Propagation of a gravity current in an aquatic canopy: Insights from Large Eddy Simulations

Gravity currents forming on the bottom of rivers can encounter porous-like regions in which their propagation is slowed down due to the presence of natural or man-made obstacles. A classical example is the case of a vegetated canopy. Large Eddy Simulation (LES) is used to investigate the evolution of lock-exchange gravity currents with a high and a small volume of release propagating through a porous channel. The porous medium consists of an array of staggered cylinders of same diameter that are uniformly distributed over the whole depth and length of the channel. For the case of currents with a high volume of release, LES shows that low Reynolds number currents transition to a drag-dominated regime in which the front velocity, U-f, is proportional with t(-1/2), where t is the time measured starting at the release time. This power law exponential decay and its coefficient are in agreement with experiment and shallow water theory. By contrast, high Reynolds number currents with a high volume of release, for which the cylinder Reynolds number (Red) is high enough such that the drag coefficient on the cylinders can be considered constant, transition first to a drag dominated regime in which U-f similar to t(-0.25).

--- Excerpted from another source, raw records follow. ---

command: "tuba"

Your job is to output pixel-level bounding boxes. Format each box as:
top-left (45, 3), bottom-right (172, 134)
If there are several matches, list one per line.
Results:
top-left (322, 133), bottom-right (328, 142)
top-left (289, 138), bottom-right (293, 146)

The paper provides an explanation why the exponential decay parameter beta = -0.25 predicted for high Reynolds number currents is slightly different from the value predicted by shallow water theory (beta = -0.33). For the case of high Reynolds number gravity currents with a low volume of release and a sufficiently small ratio between the initial height of the lock fluid and the channel depth, H/H-c, LES predicts U-f similar to t(-1/2) during the drag dominated regime, which is in agreement with shallow water theory for H/H-c << 1. For the full depth of release case, LES predicts U-f similar to t(-3/5).